TORT LAW
1. The Law Commission wishes to reform English and Welsh tort law to make it more coherent. It has therefore decided to produce a series of proposals aimed at reforming discrete parts of the law of tort. You have been asked to propose a reform of your own. Write
a memo proposing and defending one reform to any area of tort doctrine that you have studied on module LU2022. Your memo must include the following:
– A summary of the doctrine (both common law and statutory, as appropriate) in your chosen area as it currently stands, including an analysis of the deficiencies in that doctrine that you think require reform;
– A detailed proposal for one specific reform you think should be made, including a statement of the aims your reform is designed to achieve (how widely or narrowly your proposed reform is designed is up to you);
– A defense of your proposal explaining why it is necessary and how it will contribute to greater coherence in tort doctrine in this jurisdiction.
Your memo may also include any other matter related to your proposal that you feel is relevant.
2. ‘In the end, all tort cases can and should be governed by the basic principle that the ends justify the means.’ Discuss.
3. ‘Different torts aim to do fundamentally different things. Some torts are informed by a commitment to corrective justice. In other torts, the pursuit of distributive justice dominates judicial thinking.
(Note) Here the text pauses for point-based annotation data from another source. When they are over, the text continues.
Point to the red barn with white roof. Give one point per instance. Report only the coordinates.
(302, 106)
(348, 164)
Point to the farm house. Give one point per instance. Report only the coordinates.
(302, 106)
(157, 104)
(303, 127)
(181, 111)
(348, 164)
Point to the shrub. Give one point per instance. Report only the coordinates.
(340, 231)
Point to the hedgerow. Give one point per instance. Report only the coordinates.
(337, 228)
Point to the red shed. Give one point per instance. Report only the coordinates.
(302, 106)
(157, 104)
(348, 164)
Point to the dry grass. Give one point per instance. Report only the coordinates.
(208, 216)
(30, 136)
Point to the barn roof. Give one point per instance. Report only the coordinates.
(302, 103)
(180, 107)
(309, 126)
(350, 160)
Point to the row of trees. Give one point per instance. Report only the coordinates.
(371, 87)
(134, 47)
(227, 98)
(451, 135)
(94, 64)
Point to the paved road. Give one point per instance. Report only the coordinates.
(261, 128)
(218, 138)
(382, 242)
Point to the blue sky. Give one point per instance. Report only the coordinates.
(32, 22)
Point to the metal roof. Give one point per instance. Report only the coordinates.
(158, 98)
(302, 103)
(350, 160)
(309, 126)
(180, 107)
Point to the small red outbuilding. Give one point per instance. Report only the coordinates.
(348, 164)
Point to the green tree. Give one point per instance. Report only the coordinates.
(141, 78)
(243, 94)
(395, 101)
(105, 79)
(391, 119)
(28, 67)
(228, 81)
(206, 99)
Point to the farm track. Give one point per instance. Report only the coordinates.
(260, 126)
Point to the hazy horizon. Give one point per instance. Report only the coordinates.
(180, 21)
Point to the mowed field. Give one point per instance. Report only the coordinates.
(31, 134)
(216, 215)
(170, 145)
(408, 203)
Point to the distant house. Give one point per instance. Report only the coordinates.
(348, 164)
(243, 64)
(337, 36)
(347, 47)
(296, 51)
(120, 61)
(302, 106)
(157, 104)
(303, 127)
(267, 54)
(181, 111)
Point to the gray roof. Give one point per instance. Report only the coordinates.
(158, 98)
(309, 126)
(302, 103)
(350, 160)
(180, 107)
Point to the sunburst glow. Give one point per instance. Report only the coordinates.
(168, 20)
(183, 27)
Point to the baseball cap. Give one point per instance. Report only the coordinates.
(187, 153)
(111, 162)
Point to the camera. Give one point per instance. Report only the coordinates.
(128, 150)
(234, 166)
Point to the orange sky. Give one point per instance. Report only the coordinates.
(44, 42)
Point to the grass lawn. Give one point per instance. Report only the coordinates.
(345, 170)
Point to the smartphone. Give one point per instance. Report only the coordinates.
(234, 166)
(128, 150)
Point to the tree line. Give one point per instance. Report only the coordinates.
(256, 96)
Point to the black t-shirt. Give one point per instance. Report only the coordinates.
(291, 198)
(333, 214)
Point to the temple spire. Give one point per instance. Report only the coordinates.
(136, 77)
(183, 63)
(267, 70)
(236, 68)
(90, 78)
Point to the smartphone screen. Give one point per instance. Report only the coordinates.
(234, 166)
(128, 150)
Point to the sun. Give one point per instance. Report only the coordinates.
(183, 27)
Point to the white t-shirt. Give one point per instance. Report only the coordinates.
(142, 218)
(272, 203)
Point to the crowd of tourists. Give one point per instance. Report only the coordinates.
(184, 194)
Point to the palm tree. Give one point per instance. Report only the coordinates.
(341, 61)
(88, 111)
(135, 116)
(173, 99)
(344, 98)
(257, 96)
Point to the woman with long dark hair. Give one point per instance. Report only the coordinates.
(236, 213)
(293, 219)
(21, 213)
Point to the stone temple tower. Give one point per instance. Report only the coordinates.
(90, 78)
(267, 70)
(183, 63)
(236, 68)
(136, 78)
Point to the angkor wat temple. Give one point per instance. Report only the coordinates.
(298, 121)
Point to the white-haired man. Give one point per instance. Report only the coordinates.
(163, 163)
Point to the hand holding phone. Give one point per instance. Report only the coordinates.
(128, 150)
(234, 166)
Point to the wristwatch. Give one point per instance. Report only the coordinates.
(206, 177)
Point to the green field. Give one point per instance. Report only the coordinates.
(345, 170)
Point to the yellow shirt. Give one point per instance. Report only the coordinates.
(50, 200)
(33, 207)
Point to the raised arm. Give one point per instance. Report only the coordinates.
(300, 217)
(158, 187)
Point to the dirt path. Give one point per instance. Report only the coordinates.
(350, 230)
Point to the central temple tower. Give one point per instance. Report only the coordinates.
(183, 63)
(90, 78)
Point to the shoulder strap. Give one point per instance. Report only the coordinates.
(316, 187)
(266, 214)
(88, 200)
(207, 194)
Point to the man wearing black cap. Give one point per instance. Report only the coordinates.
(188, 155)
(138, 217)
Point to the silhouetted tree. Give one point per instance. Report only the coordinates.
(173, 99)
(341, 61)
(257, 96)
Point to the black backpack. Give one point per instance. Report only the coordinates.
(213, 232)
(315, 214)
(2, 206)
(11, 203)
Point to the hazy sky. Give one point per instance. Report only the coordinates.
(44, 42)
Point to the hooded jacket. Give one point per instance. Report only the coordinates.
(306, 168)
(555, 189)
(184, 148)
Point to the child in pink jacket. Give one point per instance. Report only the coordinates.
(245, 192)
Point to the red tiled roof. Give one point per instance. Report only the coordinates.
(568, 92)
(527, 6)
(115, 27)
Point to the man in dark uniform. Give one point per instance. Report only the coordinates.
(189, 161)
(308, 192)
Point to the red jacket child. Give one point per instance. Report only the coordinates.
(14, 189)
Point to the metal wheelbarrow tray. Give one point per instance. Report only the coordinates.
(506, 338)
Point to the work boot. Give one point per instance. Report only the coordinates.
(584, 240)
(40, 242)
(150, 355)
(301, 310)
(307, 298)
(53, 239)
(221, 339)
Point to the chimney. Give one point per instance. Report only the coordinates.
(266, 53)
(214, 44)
This results in tort law, as a body of doctrine, being incorrigibly incoherent.’
Discuss.
4. ‘[T]he courts will not invent a new cause of action to cover types of activity which were not previously covered[.]’ Campbell v Mirror Group Newspapers Ltd [2004] UKHL 22, [2004] 2
AC 457, [133] (Baroness Hale) To what extent does this statement reflect a desirable attitude to the development by judges of tort doctrine?